Title: So It Is
Artist: Preservation Hall Jazz Band
Formats: CD, LP, MP3
Release date: April 21, 2017
Now in its 56th year, the Preservation Hall Jazz Band continues to thrive and regularly record albums. This latest effort is a far cry from the original traditional Dixieland outings, and for that reason it’s likely to resonate with modern audiences.
According to the band’s website, a performing trip to Cuba last year was highly influential toward the writing of this album. Band leader and bass/tuba player Ben Jaffe has integrated Afro-Cuban elements into a New Orleans-style blend of funk and up-tempo jazz. There are still references, here and there, to Dixieland and second-line street jazz, but this version of the PHJB would find a home in the record shelf of a Meters fan as well as his trad-jazz loving elders.

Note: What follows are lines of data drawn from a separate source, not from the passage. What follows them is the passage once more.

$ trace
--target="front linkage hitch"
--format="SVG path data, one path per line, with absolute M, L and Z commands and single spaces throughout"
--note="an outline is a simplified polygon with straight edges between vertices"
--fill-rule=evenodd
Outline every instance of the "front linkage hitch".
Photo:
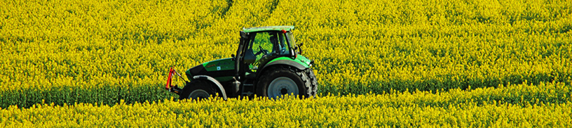
M 182 78 L 182 76 L 181 76 L 181 74 L 177 73 L 175 69 L 173 69 L 173 67 L 171 67 L 171 69 L 169 70 L 169 77 L 167 78 L 167 85 L 165 85 L 165 89 L 169 91 L 169 92 L 177 94 L 177 95 L 181 95 L 181 92 L 182 92 L 182 89 L 181 89 L 177 85 L 173 86 L 173 85 L 171 84 L 172 77 L 174 74 L 177 74 L 179 78 L 181 78 L 181 79 L 183 81 L 185 81 L 185 83 L 189 82 L 185 81 L 185 79 Z

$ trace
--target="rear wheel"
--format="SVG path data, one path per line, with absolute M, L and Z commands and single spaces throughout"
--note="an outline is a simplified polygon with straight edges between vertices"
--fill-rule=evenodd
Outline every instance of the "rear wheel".
M 186 84 L 182 88 L 182 93 L 179 99 L 192 99 L 200 100 L 208 98 L 217 94 L 214 84 L 208 81 L 195 79 Z
M 256 94 L 277 99 L 284 95 L 308 98 L 313 96 L 311 79 L 303 70 L 289 66 L 269 67 L 261 75 L 256 87 Z
M 312 69 L 308 68 L 305 72 L 306 74 L 308 75 L 308 78 L 310 79 L 310 84 L 312 85 L 312 96 L 316 97 L 318 91 L 317 79 L 316 78 L 316 75 L 314 75 L 314 71 L 312 70 Z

Jaffe’s parents, Allan and Sandra, founded Preservation Hall and organized its first namesake bands, in the early 1960s. Back in the early years, via recordings for Atlantic and then Columbia, the band featured aging but still vibrant local stars and other practitioners of the “original” style of jazz. In more recent times, the band embraced New Orleans’ musical evolution and has collaborated with a wide variety of musicians and producers, moving its sound toward a modern beat-driven jazz style.
It’s worth noting that this album is the second in a row for the PHJB with all original compositions. No more traditional tunes and covers of beloved oldies. The newness of the material is probably a prime reason the band has successfully transitioned to the all-important festival circuit, often paired with rock and pop acts. This is not music to hear while sitting still in a formal concert hall, but rather get-up-and-dance music to power a good outdoor festival mud roll. It’s more party music than contemplation music.
Although all 7 cuts on the album are worth a few careful listens, the featured single “Santiago” is contagiously raucous, and “Convergence” stands out for its funkiness. On the jazzier side of the band’s capabilities are the title track and “One Hundred Fires.” It’s also worth mentioning Walter Harris’s outstanding drum work throughout. The album is beat-driven, and Harris is a very capable driver.
The downside to the party atmosphere is that the music seems wider at the expense of deeper, but the excellent playing mitigates some of the shallowness. This is gut-feeling jazz, more akin to pop music than concert-hall jazz. Alas, like even the best pop music, it has a somewhat plastic soul. Recommend for listening along with friends and fun.